Per Lazarus e Weiner nell’esperienza emozionale le valutazioni cognitivamente orientate e le attribuzioni di significato sono fondamentali. C’è sempre un’interpretazione e una attribuzione di significato alla base di una emozione.
Lazarus, come affermava già Magda Arnold, sostiene che le esperienze emotive sono il risultato finale di un’operazione di pensiero, ossia di una valutazione cognitiva del significato attribuito ad eventi che sarebbero alla base della nostra condizione contingente di benessere o malessere.
Lazarus sostiene che l’ipotesi di Zajonc si fondi su un’errata interpretazione del concetto di “processo cognitivo”. Questo infatti è stato equiparato al pensiero intenzionale, razionale e consapevole. Lazarus invece quando parla di processo cognitivo come condizione necessaria e sufficiente affinché ci sia un’emozione, non si riferisce ad un “pensiero intenzionale, razionale e consapevole”. Prima di esperire una emozione noi valutiamo gli eventi rapidamente e inconsciamente, costruendo i nostri pensieri su informazioni minime, spesso partendo addirittura da premesse irrazionali. Le valutazioni cognitive formatesi rapidamente e che inducono una risposta emotiva istantanea sono definite “processi cognitivi caldi” e sono anticipatori dell’emozione (ad esempio “Quel cane sta per mordermi”). Ci sono poi altri processi cognitivi, più lenti e che non producono nessuna emozione e sono chiamati “processi cognitivi freddi” (ad esempio “Quel cane ha un pelo molto bello”).
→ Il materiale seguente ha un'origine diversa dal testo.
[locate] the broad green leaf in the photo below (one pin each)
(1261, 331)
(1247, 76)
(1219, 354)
Secondo Lazarus sono processi cognitivi caldi a precedere sempre le emozioni.
Lazarus e Zajonc hanno continuato la loro querelle sulle pagine dell’American Psychologist per un po’. Zajonc, ribadendo la tesi che le sensazioni appaiono prima ed indipendentemente dai processi di valutazione cognitiva, aggiungeva che la spiegazione di Lazarus è tautologica: l’emozione è già definita nelle premesse come lo stato psicologico derivante da un processo di valutazione cognitiva. Per dimostrare l’ipotesi secondo cui il pensiero è sempre precursore di una emozione Lazarus è costretto ad ammettere la possibilità di misurare i processi cognitivi indipendentemente dalle emozioni.[i] Lazarus, dal canto suo, ritiene che un’affermazione del tipo “Mi piace questa poesia” sia un processo cognitivo freddo e pertanto non può essere considerato precursore di una sensazione. Affinché si abbia un processo cognitivo caldo, ovvero emotivo, lo stimolo dovrà essere più significativo per la persona: le emozioni autentiche dovranno essere generate da oggetti, eventi o persone che potenzialmente possono portarci un vantaggio (piacere) o un danno (dispiacere).
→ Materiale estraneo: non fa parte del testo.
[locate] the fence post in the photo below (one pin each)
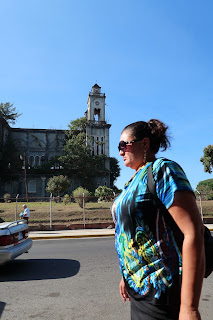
(51, 197)
(201, 209)
(16, 206)
(84, 210)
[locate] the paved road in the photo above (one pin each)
(70, 279)
(64, 279)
Da un lato, Zajonc ha ragione quando definisce la teoria di Lazarus vera per definizione ovvero non può essere ritenuta falsa con un metodo scientifico. D’altra parte Lazarus ha ragione quando dice che asserendo che una melodia è gradevole non siamo di fronte a una vera e propria emozione. Le sensazioni che emergono a partire dalla domanda “Mi piace questa canzone?” sono di tutt’altra natura rispetto a quelle che accompagnano una domanda del genere “Affronterei la morte per i miei cari?”.
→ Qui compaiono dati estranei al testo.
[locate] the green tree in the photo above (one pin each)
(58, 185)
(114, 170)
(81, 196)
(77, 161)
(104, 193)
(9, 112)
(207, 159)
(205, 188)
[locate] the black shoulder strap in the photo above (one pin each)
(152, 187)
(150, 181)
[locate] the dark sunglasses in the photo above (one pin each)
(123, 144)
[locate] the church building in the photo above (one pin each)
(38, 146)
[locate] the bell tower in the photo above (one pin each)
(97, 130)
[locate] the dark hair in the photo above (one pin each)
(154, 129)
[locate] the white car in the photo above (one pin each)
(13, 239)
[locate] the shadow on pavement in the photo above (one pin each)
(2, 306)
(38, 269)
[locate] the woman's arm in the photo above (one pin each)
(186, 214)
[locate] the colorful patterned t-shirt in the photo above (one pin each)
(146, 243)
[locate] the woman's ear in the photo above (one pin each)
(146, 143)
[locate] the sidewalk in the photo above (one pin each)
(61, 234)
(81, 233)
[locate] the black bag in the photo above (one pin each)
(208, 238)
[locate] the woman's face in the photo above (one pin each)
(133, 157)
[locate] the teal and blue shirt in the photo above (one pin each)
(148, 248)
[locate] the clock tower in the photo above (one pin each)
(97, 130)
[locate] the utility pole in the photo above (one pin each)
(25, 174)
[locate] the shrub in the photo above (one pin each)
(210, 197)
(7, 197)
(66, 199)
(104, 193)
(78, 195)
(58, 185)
Tuttavia gli esperimenti di Wilson a cui abbiamo accento prima, pongono l’accento
su alcuni problemi rilevanti nella misurazione delle valutazioni cognitive.
Anche se i partecipanti non erano in grado di dire con certezza quali musiche
avessero ascoltato, quando ne preferivano alcune, si comportavano come
se le ricordassero. Wilson poneva la questione se, in realtà, essi
avessero riconosciuto quei brani in maniera inconsapevole. Infatti sembra che i
soggetti fossero in grado di dimostrare inconsciamente di averne conservato il
ricordo attraverso la preferenza espressa per essi. A livello cosciente,
invece, non riuscivano a dimostrare di ricordarli, perché non erano capaci di
fornire una descrizione cognitiva del riconoscimento. Ciò sembra indicare una
mancanza di valutazione cognitiva oppure che quest’ultima esiste ma inconsapevolmente?
[i] Wilson (vedi nota 15) infatti, quando ha misurato i processi cognitivi, verificando se sia possibile o meno riconoscere quegli oggetti per i quali si afferma di provare attrazione, è emerso che in realtà ciò non si verificava.